Which parts of the code should you warm up?
Usually, you don't have to do anything. However for a low latency application, you should warmup the critical path in your system. You should have unit tests, so I suggest you run those on start up to warmup up the code.
Even once your code is warmed up, you have to ensure your CPU caches stay warm as well. You can see a significant slow down in performance after a blocking operation e.g. network IO, for up to 50 micro-seconds. Usually this is not a problem but if you are trying to stay under say 50 micro-seconds most of the time, this will be a problem most of the time.
Note: Warmup can allow Escape Analysis to kick in and place some objects on the stack. This means such objects don't need to be optimised away. It is better to memory profile your application before optimising your code.
Even if I warm up some parts of the code, how long does it remain warm (assuming this term only means how long your class objects remain in-memory)?
There is no time limit. It depends on whether the JIt detects whether the assumption it made when optimising the code turned out to be incorrect.
How does it help if I have objects which need to be created each time I receive an event?
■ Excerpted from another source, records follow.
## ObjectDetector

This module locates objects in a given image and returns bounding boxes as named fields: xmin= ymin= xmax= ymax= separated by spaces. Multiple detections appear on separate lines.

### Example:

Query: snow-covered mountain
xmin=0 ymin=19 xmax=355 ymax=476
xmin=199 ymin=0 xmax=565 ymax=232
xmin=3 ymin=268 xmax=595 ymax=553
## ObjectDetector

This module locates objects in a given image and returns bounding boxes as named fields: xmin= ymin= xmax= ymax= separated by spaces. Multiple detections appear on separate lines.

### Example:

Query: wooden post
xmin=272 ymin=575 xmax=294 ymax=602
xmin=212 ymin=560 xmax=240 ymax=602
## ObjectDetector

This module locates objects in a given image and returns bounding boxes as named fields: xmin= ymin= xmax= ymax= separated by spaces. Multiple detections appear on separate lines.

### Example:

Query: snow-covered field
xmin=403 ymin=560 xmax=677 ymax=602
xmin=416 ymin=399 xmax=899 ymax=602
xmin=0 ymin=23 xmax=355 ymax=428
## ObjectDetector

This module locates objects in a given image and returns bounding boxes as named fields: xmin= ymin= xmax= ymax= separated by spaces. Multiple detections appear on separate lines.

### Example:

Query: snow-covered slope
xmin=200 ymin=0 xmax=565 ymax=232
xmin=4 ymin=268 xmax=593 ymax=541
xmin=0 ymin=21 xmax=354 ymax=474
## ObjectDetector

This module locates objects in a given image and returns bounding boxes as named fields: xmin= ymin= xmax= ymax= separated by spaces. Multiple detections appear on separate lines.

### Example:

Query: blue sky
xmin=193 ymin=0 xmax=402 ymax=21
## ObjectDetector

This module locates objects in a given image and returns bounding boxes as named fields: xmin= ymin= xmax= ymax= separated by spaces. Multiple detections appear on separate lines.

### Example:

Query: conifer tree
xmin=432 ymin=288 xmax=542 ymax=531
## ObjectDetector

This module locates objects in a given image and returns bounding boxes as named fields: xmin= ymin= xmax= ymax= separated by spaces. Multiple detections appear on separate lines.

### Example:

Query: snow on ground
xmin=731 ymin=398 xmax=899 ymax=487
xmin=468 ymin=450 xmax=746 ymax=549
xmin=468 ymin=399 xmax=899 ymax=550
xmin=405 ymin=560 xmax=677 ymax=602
If you want low latency, or high performance, you should create as little objects as possible. I aim to produce less than 300 KB/sec. With this allocation rate you can have an Eden space large enough to minor collect once a day.
Consider for an example an application that is expected to receive messages over a socket and the transactions could be New Order, Modify Order and Cancel Order or transaction confirmed.
I suggest you re-use objects as much as possible, though if it's under your allocation budget, it may not be worth worrying about.
Note that the application is about High Frequency Trading (HFT) so performance is of extreme importance.
You might be interested in our open source software which is used for HFT systems at different Investment Banks and Hedge Funds.
My production application is used for High frequency trading and every bit of latency can be an issue. It is kind of clear that at startup if you don't warmup your application, it will lead to high latency of few millis.
In particular you might be interested in https://github.com/OpenHFT/Java-Thread-Affinity as this library can help reduce scheduling jitter in your critical threads.
And also it is said that the critical sections of code which requires warmup should be ran (with fake messages) atleast 12K times for it to work in an optimized manner. Why and how does it work?
Code is compiled using background thread(s). This means that even though a method might be eligible for compiling to native code, it doesn't mean that it has done so esp on startup when the compiler is pretty busy already. 12K is not unreasonable, but it could be higher.